Steven Pinker, one of the world’s foremost writers on language, mind and human nature, will present Nebraska Wesleyan University’s Clifford Fawl Psychology Lecture on Thursday, March 22.
His lecture, “Enlightenment Now: The Case for Reason, Science, Humanism and Progress,” begins at 7 p.m. in O’Donnell Auditorium.
Pinker is the Johnstone Family Professor of Psychology at Harvard University. His research on vision, language, and social relations has won prizes from the National Academy of Sciences, the Royal Institution of Great Britain, the Cognitive Neuroscience Society, and the American Psychological Association. He has received numerous prizes for his books, “The Language Instinct,” “How the Mind Works,” “The Blank Slate,” and “The Better Angels of Our Nature.” His new book, “Enlightenment Now,” in a New York Times bestseller demonstrates that life, health, prosperity, safety and peace are on the rise.

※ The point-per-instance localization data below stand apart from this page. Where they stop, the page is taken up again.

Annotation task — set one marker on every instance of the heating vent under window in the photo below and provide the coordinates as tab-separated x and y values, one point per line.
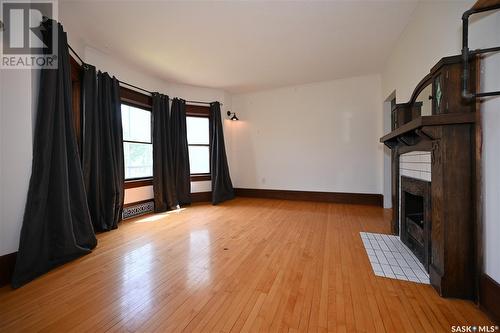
139	209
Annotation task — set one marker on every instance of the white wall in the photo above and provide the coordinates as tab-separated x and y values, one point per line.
313	137
433	33
16	136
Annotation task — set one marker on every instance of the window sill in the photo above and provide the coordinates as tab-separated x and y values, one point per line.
138	183
201	178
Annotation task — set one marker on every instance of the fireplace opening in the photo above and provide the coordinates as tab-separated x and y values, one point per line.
415	217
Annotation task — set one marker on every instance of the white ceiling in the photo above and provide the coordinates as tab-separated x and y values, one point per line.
242	46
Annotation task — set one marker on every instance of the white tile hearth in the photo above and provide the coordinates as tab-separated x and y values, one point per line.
390	258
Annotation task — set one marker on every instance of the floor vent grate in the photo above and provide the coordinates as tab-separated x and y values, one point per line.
139	209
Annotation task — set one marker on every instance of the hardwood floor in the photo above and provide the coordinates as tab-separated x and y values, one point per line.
245	266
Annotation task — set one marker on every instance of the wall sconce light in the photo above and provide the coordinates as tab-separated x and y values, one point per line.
232	115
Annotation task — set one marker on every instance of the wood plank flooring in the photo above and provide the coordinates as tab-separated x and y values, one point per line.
245	266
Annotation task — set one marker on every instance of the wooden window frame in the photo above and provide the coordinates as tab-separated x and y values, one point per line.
201	112
144	102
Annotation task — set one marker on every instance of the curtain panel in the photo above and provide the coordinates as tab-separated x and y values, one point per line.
165	196
103	165
222	187
57	225
180	154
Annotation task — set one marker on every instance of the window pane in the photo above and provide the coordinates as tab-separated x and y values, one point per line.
199	159
138	160
197	130
136	124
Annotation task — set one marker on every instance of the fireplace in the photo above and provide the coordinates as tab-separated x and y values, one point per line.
416	217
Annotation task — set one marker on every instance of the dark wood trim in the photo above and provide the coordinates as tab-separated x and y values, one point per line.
138	183
76	100
135	98
202	112
197	110
130	204
477	167
334	197
489	296
201	197
200	178
7	263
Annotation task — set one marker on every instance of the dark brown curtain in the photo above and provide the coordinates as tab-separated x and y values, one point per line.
165	196
222	187
180	155
57	226
103	165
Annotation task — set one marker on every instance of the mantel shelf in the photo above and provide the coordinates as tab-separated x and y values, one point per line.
436	120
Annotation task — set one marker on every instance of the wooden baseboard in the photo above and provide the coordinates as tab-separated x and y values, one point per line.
334	197
489	296
7	263
201	197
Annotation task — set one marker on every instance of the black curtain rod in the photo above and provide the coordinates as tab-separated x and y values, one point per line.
133	86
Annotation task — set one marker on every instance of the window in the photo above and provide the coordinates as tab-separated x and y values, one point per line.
198	135
137	144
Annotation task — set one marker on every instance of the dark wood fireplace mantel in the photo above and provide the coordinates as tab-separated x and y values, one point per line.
438	120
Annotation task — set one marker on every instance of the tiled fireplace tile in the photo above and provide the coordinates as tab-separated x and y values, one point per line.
390	258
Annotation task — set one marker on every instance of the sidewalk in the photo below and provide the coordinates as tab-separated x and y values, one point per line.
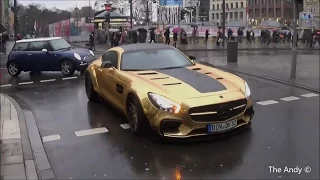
275	66
202	47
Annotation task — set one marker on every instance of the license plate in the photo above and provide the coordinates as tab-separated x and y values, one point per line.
219	127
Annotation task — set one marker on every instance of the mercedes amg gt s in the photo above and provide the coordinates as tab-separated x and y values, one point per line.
161	89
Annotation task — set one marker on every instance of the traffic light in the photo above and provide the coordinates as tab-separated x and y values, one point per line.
182	14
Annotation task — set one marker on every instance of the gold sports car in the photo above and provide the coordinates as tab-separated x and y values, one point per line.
161	89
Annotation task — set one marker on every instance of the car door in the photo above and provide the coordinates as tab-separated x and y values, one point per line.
106	77
19	54
38	58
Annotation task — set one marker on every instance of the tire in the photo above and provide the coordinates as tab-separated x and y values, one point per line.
67	67
13	68
91	93
138	122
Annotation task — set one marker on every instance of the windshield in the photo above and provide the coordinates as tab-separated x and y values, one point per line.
59	44
153	59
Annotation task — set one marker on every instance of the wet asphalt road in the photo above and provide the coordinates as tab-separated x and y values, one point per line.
282	134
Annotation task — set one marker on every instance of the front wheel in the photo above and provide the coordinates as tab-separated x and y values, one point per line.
138	122
67	67
13	68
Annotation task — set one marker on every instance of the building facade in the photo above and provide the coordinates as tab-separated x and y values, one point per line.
312	6
236	10
278	10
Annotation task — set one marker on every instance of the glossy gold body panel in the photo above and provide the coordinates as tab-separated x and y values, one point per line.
105	80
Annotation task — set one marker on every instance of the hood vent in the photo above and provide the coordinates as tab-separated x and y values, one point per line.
148	73
170	84
159	78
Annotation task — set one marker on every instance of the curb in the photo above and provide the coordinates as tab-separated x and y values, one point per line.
32	146
239	49
259	76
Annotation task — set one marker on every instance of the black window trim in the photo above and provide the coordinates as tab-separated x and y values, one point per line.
27	49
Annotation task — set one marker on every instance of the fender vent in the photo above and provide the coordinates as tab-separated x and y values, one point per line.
149	73
170	84
159	78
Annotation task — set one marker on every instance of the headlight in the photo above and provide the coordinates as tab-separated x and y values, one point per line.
91	53
77	56
247	90
164	103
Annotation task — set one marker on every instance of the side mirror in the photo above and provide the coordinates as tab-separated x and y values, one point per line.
192	57
106	64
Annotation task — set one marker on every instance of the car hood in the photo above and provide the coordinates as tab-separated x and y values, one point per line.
189	82
81	51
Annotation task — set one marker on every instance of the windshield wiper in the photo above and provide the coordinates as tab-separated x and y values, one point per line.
171	67
67	48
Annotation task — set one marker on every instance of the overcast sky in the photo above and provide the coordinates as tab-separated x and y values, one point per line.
60	4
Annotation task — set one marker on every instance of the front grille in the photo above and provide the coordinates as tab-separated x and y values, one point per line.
218	112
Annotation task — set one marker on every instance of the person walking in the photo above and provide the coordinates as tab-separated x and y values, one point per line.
175	39
167	36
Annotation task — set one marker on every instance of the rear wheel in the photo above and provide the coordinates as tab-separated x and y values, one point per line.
13	68
137	120
67	67
91	93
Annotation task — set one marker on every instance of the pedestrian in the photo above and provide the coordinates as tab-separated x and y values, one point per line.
206	37
248	37
175	39
167	36
4	40
152	36
91	38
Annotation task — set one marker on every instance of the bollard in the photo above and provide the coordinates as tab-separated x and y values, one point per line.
232	51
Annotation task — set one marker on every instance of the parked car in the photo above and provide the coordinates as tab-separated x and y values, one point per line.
47	54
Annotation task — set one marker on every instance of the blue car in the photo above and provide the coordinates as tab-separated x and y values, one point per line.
47	54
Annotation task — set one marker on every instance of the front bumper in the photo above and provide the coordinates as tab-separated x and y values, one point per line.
183	126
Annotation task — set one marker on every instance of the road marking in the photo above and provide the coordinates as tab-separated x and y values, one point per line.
48	80
23	83
268	102
74	77
310	95
290	98
51	138
6	85
125	126
91	131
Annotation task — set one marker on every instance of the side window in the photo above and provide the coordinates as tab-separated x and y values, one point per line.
20	47
111	56
38	45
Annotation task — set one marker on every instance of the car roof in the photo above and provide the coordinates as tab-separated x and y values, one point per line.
144	46
38	39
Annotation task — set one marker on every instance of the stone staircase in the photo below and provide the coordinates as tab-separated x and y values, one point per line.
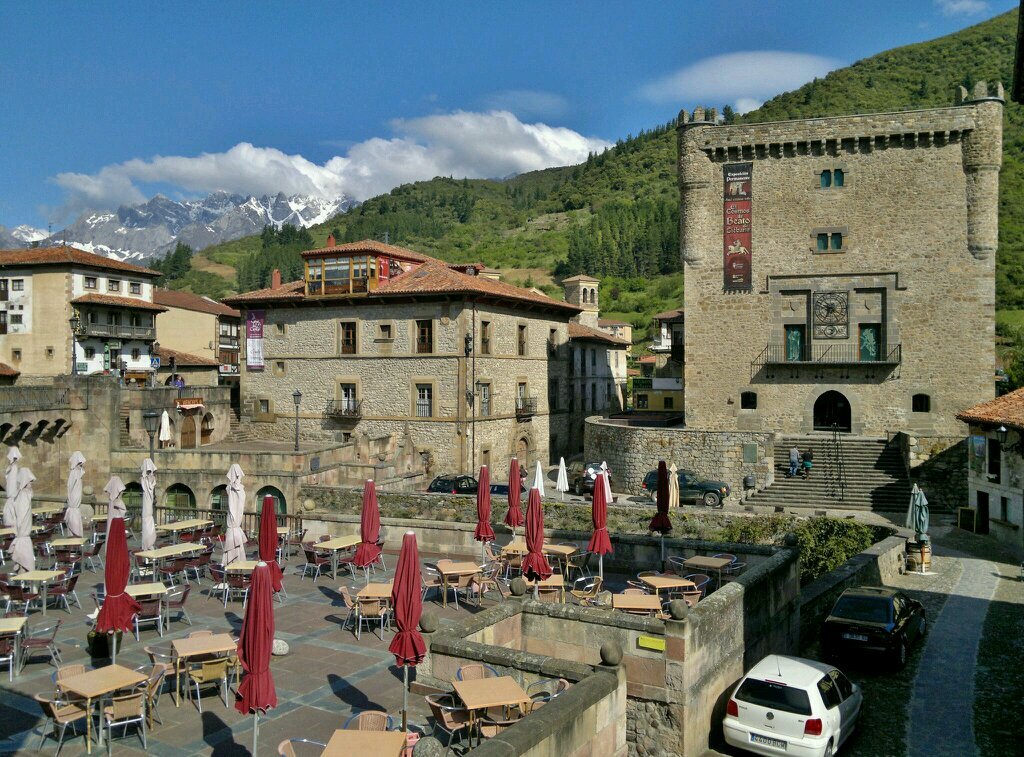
860	474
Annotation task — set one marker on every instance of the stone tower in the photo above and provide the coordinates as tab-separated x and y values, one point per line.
582	292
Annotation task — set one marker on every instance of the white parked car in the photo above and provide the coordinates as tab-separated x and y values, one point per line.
791	706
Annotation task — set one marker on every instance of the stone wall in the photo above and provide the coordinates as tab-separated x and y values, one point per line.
929	174
631	452
877	565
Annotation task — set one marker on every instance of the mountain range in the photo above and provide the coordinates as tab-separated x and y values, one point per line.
152	228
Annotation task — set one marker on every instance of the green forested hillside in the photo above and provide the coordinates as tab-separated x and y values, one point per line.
616	214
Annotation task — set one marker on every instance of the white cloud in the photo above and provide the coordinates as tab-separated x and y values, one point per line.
737	78
528	102
460	143
962	7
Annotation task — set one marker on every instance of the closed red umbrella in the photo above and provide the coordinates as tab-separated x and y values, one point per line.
370	528
535	564
483	531
407	598
257	692
514	515
118	608
599	541
268	541
660	520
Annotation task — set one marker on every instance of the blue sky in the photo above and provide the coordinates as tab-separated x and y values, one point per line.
109	102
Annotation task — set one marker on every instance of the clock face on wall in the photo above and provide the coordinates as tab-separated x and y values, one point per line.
832	316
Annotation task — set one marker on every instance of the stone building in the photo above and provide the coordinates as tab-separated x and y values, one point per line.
43	289
203	328
840	271
383	340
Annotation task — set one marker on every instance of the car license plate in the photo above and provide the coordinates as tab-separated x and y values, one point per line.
767	741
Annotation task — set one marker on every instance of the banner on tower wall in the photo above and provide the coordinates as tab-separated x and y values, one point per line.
736	226
254	339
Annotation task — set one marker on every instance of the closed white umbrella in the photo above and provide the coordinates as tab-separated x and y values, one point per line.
607	480
10	486
235	538
20	549
116	506
148	496
73	511
562	485
165	428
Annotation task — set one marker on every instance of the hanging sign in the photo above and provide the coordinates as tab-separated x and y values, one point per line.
254	339
736	226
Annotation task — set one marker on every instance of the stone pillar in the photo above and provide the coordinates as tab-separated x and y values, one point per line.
982	159
696	180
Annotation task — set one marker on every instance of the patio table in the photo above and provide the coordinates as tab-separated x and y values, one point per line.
38	577
13	627
483	694
710	563
196	646
97	683
455	570
649	603
346	743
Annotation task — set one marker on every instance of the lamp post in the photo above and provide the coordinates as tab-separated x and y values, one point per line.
151	420
297	398
75	322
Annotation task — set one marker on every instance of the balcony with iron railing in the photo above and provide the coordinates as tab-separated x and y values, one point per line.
344	409
819	354
525	406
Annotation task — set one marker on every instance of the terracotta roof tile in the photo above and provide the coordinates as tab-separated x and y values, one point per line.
1007	410
110	299
579	331
184	359
189	301
69	256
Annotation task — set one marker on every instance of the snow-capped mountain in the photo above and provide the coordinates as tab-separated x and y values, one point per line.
154	227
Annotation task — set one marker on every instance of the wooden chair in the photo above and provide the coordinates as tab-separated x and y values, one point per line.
369	720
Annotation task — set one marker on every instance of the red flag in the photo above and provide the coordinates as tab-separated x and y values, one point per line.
599	542
514	515
535	564
483	531
118	608
370	528
255	645
407	598
268	541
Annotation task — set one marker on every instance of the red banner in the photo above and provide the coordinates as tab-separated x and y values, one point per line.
736	226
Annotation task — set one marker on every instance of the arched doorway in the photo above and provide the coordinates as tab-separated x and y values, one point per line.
280	505
187	432
206	432
832	410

Pinker has been named Humanist of the Year, Prospect Magazine’s “The World’s Top 100 Public Intellectuals,” Foreign Policy’s “100 Global Thinkers,” and Time Magazine’s “The 100 Most Influential People in the World Today.” He is a two-time Pulitzer Prize finalist.
His lecture is free and open to the public. O’Donnell Auditorium is located inside the Rogers Center for Fine Arts at 50th Street and Huntington Ave.
The Clifford Fawl Lecture honors the long-time professor and chair of Nebraska Wesleyan’s Psychology Department. The series brings in nationally-recognized speakers in the area of psychology.